Distinguish your brand from competitors
You not only want patients and families to choose the care they need, you want them to choose your care. And your prospects are likely unaware or confused about the choice of providers available.
Want proof? In our 20,000+ surveys with family healthcare decision makers, it’s common that fewer than 10% of participants can correctly cite the brand name of a hospice provider in their community using unaided recall (i.e., asking the open-ended question, “What organizations provide hospice care in your community?”) Fewer than 40% recognize hospice brand names when a list of providers is read to them, which means it’s also true that more than half admit they don’t know the names of any hospice organizations. (Focus group participants often say that hospice is provided by the government, patients go the “chapter” in their county, and there’s no choice of providers – “Hospice is hospice.”)
On top of these factors, competing home health and hospice providers can have brand names, brand colors and logos (doves, hearts, butterflies and hands are very popular!) that look a lot alike. No wonder families – and some referrers for that matter – can be confused about their options or be sure they’re choosing the intended provider.
So your marketing content must relentlessly feature why you’re different and better than competitors, all while consistently hammering home your exact brand name.

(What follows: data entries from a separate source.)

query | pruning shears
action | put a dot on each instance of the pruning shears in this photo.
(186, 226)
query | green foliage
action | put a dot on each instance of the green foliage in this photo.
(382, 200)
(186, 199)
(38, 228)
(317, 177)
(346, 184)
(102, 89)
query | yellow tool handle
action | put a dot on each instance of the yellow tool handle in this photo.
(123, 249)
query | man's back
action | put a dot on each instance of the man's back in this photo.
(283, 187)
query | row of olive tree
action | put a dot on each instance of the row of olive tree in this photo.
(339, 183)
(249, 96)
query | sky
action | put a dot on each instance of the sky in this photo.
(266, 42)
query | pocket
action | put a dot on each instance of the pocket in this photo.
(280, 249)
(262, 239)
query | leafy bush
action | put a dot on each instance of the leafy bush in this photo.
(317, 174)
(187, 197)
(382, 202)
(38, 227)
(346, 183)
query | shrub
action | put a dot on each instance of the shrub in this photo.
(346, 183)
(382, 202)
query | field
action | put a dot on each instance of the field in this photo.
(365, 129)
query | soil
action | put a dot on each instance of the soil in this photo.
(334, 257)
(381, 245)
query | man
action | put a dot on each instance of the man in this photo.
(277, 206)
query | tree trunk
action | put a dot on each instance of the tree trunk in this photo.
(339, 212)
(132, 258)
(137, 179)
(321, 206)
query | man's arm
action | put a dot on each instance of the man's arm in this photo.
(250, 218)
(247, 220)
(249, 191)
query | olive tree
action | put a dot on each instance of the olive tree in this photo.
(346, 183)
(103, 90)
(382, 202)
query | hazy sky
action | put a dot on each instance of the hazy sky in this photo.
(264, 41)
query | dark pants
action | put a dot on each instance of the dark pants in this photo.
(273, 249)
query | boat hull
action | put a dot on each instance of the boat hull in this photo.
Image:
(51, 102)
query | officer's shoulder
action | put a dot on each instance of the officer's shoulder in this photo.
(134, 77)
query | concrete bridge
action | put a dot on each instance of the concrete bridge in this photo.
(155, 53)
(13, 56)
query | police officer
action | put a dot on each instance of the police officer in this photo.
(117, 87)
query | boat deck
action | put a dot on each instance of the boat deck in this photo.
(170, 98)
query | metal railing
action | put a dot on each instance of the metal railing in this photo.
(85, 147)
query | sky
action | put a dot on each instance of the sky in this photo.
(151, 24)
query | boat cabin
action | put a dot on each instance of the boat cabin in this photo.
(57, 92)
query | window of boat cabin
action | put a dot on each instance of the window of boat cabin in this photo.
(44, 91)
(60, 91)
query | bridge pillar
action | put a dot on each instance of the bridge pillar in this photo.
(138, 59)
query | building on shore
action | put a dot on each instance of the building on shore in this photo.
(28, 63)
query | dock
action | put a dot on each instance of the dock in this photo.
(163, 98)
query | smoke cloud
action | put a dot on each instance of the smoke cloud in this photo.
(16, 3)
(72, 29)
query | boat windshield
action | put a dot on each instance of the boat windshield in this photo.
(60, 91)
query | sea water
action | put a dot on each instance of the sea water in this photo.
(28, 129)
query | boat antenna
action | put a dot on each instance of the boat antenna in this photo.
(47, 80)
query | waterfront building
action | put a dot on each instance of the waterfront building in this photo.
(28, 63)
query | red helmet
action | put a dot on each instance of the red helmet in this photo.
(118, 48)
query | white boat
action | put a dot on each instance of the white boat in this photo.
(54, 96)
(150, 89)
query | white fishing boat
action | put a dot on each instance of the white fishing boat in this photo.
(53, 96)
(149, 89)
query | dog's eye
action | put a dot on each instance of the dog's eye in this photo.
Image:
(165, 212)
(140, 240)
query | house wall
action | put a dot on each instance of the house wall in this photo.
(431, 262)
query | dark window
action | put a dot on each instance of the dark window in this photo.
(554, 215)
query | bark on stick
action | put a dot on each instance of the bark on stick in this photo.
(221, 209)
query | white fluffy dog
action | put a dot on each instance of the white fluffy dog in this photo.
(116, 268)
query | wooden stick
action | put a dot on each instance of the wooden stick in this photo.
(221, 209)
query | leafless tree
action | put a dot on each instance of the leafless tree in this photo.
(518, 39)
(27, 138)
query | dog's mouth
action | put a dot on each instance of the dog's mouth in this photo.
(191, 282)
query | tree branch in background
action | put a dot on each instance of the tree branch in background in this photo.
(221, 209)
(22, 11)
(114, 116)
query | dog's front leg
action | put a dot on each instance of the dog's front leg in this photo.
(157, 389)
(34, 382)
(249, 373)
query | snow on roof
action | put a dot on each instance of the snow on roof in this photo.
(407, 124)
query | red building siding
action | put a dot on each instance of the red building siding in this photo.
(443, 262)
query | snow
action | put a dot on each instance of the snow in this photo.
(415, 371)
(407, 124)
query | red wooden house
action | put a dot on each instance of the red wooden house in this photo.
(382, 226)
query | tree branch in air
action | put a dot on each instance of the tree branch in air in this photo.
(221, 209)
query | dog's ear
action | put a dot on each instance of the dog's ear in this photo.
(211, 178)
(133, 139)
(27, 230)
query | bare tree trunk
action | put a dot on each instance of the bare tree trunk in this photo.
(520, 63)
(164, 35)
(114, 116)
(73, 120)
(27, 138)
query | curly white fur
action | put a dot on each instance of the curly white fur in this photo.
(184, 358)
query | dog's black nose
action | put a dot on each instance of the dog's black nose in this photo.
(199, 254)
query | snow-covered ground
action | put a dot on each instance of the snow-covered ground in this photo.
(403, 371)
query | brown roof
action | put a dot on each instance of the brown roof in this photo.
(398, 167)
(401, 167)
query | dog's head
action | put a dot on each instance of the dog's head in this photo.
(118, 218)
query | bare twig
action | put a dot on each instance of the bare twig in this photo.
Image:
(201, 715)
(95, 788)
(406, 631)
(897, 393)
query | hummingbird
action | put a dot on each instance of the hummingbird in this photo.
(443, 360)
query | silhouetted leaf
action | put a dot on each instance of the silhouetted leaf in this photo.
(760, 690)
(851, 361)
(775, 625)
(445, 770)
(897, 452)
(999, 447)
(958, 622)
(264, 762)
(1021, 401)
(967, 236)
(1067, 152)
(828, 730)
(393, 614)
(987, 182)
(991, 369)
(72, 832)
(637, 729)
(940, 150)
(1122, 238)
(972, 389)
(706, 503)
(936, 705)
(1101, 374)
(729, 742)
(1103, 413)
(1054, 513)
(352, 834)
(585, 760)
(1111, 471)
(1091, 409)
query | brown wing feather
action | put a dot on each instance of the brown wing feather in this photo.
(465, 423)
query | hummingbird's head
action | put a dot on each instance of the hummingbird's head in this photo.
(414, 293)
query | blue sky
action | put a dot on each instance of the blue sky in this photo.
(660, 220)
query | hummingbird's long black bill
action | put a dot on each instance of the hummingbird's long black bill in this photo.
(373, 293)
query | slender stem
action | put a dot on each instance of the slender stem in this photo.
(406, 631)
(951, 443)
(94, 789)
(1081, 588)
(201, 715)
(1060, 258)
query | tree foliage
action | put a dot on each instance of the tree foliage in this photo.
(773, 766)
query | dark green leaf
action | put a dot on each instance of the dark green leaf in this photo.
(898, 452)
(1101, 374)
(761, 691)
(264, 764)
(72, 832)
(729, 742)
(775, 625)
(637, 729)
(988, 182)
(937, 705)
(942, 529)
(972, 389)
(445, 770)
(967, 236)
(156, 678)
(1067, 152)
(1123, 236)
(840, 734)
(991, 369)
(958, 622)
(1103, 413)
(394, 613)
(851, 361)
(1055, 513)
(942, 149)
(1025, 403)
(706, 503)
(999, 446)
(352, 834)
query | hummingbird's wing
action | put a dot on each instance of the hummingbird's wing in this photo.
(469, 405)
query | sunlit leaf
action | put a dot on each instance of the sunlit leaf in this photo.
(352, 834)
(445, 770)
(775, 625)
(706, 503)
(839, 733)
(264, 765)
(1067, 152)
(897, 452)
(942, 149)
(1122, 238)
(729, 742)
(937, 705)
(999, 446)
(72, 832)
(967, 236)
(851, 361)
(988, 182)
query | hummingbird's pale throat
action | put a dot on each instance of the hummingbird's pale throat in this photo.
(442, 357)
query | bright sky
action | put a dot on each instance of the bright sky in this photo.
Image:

Do you know your organization’s unique value proposition? What can you point to specifically as proof points that your care is the best option for patients and families? How can you frame those distinctive values from the perspective of what’s important to your audiences?
The more you can do to differentiate your brand attributes from the competition, position your offerings to benefit both patients and family caregivers, and use marketing best practices to target those informative messages, the more you will overcome objections to your care and increase the likelihood of becoming your community’s preferred provider.